I get the feeling all of our cellphone data is being stored somewhere on some huge hard drives, just like all the rest of our internet activity. [/quote]
I’m no tech wizz, but that is a shit load of data. [/quote]
Correct. There have been reports in the media that NSA is already having huge difficulties with storage. It’s not possible nor useful to store every cell phone call and there is not enough manpower to go through them all. As already mentioned they use word recognition software to target communications that include key words like “bomb,” “martyr,” “Allah” etc. I imagine that if the NSA becomes a tool of the executive branch they will also search for words like “tea party,” “constitution,” “first amendment,” “second amendment,” “border control” and “liberty.” People who use words like that are the real threat to the Republicrats and crony capitalists.
[/quote]
It’s not exactly by keyword like that anymore. Ediscovery software tools mixed with custom algorithms for recognizing patterns around ideas are used as well.

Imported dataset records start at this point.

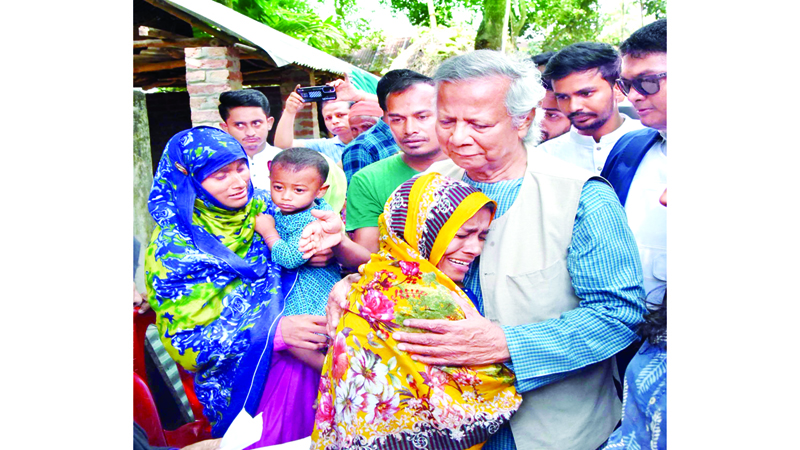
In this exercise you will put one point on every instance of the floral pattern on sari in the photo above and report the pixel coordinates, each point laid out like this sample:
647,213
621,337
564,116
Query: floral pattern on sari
373,395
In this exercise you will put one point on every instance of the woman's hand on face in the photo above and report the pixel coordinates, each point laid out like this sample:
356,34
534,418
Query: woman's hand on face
140,300
321,234
473,340
304,331
337,302
321,258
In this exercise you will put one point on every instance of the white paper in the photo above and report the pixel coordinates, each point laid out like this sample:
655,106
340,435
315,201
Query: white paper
244,431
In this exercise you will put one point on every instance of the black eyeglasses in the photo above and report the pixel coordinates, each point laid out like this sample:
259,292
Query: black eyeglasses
646,85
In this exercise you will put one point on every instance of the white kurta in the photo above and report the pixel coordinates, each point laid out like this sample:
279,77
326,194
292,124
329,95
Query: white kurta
583,151
647,217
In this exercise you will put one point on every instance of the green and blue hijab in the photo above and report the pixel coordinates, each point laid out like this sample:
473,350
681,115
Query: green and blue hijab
216,294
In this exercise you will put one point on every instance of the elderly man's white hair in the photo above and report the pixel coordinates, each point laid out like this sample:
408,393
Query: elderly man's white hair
524,93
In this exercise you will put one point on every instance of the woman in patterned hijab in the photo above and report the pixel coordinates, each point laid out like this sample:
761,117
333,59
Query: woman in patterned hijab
217,296
374,395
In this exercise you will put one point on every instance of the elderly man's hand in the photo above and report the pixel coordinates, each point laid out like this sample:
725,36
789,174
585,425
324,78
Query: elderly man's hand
140,300
471,341
337,302
304,331
321,234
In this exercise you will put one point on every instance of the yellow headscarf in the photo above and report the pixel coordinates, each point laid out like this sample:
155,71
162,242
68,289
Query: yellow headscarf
371,393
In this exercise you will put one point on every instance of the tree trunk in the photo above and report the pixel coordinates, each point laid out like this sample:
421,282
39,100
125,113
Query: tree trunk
492,29
432,14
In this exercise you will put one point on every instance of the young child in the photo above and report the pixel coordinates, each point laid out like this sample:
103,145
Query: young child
297,177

In fact, there is a 100% serious effort to write AI-like software to recognize sarcasm in order to avoid false positives and such.
Generally speaking if you have a non-apple phone(apple can decrypt their own phones if requested to) and you encrypt it properly, there’s nothing anyone at any level commercial or government can do to access your data without your consent. As of now they can’t force your consent, but that is being challenged with mixed results as well.[/quote]
How do you know they can’t decipher AES 256 bit encryption? That would be something intelligence cryptographers would definitely keep secret if they had the potential to do so.[/quote]
They can decipher AES256 when the implementation has a backdoor of say 54 bits built in because they forced the company to produce one.
If you use your own implementation AES256 can’t be broken until quantum co-computing is a reality.
In general, people put too much into believing law enforcement can do something about recovering data that can’t be done commercially.
The difference between what can be done commercially and what can be done theoretically with unlimited resources is going from days to weeks at thousands to tens of thousands of dollars compared to years at tens of millions of dollars.